SR 11-7 was written for statistical models and has been stretched to cover machine learning, then LLMs. The framework still works — if the evidence does.

What SR 11-7 expects, and what AI adds

Federal Reserve SR 11-7 (and its OCC and FDIC counterparts) define three pillars of model risk management: conceptual soundness, ongoing monitoring, and outcomes analysis. These pillars apply to AI systems, but AI complicates each of them — models retrain, drift is continuous, and decision volume is orders of magnitude higher than traditional statistical models. The examiner expectation is evolving quickly: evidence that was acceptable for a regression model is insufficient for an LLM-based underwriting assistant.

How Veridra satisfies each pillar

Pillar 1 — Conceptual soundness and development evidence

Pre-deployment validation evidence is preserved as signed artifacts. Training data hashes, validation test results, challenger comparisons, and sensitivity analyses are all evidenceable through the Attest pipeline. When a model version is approved for production, the approval itself is a signed event tied to the model card.
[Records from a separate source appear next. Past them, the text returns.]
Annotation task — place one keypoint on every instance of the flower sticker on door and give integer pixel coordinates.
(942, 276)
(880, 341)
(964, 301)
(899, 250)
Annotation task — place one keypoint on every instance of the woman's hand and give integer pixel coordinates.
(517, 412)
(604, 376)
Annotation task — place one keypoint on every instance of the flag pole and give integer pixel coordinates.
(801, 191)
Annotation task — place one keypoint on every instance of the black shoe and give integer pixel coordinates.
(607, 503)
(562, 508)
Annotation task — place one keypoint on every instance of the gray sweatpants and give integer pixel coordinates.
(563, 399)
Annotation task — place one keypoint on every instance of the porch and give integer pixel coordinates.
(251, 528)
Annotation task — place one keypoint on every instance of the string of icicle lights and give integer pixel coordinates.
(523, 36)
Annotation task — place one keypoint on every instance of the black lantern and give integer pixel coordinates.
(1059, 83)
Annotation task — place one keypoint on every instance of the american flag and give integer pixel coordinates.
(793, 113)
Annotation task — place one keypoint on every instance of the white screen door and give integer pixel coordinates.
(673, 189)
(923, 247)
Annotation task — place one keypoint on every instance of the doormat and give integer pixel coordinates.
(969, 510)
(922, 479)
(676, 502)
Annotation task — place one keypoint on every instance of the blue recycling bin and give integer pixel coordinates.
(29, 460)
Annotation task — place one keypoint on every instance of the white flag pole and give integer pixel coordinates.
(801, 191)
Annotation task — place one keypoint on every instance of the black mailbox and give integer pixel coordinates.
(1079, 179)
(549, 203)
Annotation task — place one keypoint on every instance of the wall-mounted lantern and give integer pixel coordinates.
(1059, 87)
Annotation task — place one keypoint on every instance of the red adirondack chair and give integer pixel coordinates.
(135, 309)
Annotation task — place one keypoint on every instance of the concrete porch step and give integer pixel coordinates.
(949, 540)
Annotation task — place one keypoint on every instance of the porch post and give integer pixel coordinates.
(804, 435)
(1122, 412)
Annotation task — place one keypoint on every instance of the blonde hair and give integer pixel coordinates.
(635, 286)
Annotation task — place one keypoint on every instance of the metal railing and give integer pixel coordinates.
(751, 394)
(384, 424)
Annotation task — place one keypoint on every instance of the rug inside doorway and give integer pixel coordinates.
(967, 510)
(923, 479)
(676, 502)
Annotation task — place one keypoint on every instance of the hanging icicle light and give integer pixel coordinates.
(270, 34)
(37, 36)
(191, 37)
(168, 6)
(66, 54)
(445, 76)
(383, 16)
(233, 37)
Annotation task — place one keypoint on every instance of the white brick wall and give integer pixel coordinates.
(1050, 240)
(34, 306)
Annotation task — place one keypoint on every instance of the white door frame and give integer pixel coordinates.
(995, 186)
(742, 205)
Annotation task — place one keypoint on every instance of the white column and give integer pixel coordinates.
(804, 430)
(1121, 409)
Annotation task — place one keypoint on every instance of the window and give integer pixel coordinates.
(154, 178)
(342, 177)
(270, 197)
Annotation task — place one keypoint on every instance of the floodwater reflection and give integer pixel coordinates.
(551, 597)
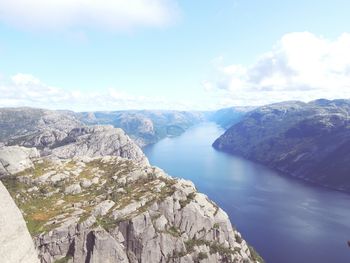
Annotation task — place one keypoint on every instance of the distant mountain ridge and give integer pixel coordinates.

Pillar 2 — Ongoing monitoring

The Watch module runs continuous drift detection and periodic evaluation against customer-defined test batteries. Every drift event is a signed record. Every monitoring report is a signed pack. The ongoing monitoring requirement becomes a continuous stream of evidence rather than a quarterly PowerPoint.

Pillar 3 — Outcomes analysis

Signed decision records provide the raw material for outcomes analysis. When the model risk team tests model performance against realized outcomes, the analysis itself is a signed artifact, and every decision referenced in the analysis is verifiable back to the transparency log.

Examiner posture
What banking examiners increasingly ask
Recent Federal Reserve, OCC, and FDIC exam letters show a pattern: examiners now ask for specific decision records, not just validation documentation. They want to see that a named model, at a named time, applied a named policy to a named type of input. Veridra produces this level of evidence as the default output of the pipeline, not as a special project for an exam.
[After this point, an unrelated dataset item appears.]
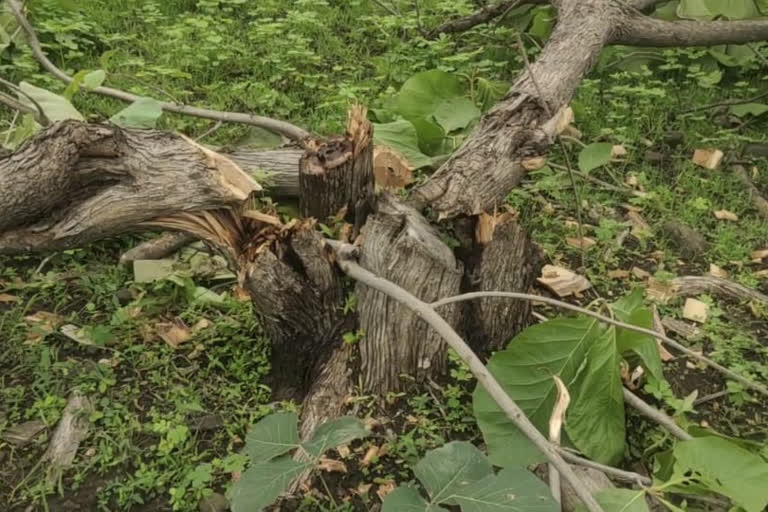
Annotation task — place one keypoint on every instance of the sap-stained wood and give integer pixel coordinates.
(401, 246)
Challenger models and champion-challenger evidence

SR 11-7 encourages challenger comparisons to test production model performance. Veridra supports running challenger models in parallel, with each challenger decision signed alongside the champion decision — producing a rigorous comparison corpus that satisfies the challenger evidence expectation without creating parallel audit gaps.

Use, misuse, and limitations

  • Declared model purpose is part of the model card signed at deployment; deviation from declared purpose at inference time is itself a signed anomaly.
  • Input-distribution drift surfaces before the model starts producing unreliable output — Watch module catches covariate shift early.
  • Model limitations (out-of-distribution flags, low-confidence thresholds) are enforced at the signing gateway and recorded per decision.
Regulatory scope
Beyond the Fed, OCC, FDIC
Bank MRM frameworks also incorporate the UK PRA's SS1/23 on AI in financial services, the ECB's SSM model risk expectations for EU banks, and MAS FEAT principles in Singapore. The evidence architecture that satisfies SR 11-7 largely satisfies these parallel frameworks with crosswalk-specific reporting. Veridra's framework data is maintained across all of them.